The activation energy for a particular reaction is 83.1 kJ/mol. By what factor will the rate constant increase when the temperature is increased from 550.0 degrees C to 60.0 degrees C?

The temperature dependence of a reaction rate is described by the Arrhenius equation, which relates how the rate constant changes with temperature through the activation energy. The ratio of rate constants at two temperatures is k2/k1 = exp[ -Ea/R (1/T2 − 1/T1) ], where Ea is the activation energy and R is the gas constant.

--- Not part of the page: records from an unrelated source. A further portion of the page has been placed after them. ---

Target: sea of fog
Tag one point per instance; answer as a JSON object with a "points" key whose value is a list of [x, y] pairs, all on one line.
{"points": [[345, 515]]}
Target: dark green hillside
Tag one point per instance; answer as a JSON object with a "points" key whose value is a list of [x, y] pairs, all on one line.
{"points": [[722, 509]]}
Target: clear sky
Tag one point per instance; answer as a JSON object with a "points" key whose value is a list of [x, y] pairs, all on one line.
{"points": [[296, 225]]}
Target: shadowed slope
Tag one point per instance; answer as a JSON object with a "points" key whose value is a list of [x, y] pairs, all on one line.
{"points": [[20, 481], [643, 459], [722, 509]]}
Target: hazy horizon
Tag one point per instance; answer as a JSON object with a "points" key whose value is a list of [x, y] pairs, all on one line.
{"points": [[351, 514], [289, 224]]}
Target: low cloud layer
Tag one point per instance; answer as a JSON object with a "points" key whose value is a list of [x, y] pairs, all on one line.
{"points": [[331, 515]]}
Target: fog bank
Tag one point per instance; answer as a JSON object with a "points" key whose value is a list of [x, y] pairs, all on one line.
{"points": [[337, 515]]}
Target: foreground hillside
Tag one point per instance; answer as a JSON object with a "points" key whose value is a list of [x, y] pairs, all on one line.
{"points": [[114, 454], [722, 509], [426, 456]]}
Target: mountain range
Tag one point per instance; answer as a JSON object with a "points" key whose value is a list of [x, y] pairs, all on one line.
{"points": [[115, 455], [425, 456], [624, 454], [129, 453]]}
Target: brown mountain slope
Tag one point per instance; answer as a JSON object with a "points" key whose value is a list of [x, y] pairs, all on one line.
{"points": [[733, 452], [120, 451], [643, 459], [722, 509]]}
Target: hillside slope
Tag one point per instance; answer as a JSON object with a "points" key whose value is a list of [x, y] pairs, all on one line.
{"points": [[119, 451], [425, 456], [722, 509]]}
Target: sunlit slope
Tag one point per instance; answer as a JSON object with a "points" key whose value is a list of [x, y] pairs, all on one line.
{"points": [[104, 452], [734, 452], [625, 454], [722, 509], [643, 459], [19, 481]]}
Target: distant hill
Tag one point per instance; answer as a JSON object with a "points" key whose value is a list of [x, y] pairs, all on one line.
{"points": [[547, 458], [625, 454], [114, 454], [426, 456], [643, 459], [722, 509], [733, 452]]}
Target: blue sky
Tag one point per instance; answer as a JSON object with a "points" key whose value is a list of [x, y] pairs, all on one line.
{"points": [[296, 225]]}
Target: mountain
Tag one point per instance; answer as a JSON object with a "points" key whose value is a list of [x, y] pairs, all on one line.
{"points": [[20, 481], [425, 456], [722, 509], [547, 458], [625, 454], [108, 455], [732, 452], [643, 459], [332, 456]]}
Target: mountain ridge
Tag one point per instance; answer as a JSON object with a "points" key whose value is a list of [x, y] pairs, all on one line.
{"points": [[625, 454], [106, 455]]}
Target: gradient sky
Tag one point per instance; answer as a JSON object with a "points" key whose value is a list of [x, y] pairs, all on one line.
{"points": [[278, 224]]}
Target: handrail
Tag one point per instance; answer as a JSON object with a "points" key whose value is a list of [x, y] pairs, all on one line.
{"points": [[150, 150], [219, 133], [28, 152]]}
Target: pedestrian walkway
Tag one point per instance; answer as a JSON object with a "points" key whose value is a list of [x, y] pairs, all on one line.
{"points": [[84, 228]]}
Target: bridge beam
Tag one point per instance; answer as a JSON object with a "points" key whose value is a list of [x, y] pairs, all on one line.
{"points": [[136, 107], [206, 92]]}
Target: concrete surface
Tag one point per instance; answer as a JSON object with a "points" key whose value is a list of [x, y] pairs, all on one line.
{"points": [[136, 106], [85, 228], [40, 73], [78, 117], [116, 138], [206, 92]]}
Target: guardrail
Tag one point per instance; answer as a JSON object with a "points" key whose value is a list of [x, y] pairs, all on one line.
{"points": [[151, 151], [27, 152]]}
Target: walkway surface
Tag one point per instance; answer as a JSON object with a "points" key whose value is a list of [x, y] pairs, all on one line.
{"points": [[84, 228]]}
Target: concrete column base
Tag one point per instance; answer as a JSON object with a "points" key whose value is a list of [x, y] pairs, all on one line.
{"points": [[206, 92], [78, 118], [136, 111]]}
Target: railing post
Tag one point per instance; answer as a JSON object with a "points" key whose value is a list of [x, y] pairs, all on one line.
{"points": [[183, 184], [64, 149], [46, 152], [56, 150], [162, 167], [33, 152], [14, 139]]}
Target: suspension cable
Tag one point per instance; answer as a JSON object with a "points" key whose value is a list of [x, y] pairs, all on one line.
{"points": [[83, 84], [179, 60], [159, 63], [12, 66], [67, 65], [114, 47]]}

Convert the given temperatures to kelvin: T1 = 550.0°C + 273.15 = 823.15 K, T2 = 60.0°C + 273.15 = 333.15 K. Compute the difference in reciprocals: 1/T2 − 1/T1 ≈ 0.003001 − 0.001214 = 0.001787 K⁻¹. With Ea = 83.1 kJ/mol = 83,100 J/mol and R = 8.314 J/mol·K, Ea/R ≈ 10,005 K. Then the exponent is −(Ea/R)(1/T2 − 1/T1) ≈ −10,005 × 0.001787 ≈ −17.9. Therefore k2/k1 ≈ e^(−17.9) ≈ 1.8 × 10⁻⁸. So cooling from 550.0°C to 60.0°C would decrease the rate constant by about eight orders of magnitude (a factor of roughly 1.8 × 10⁻⁸).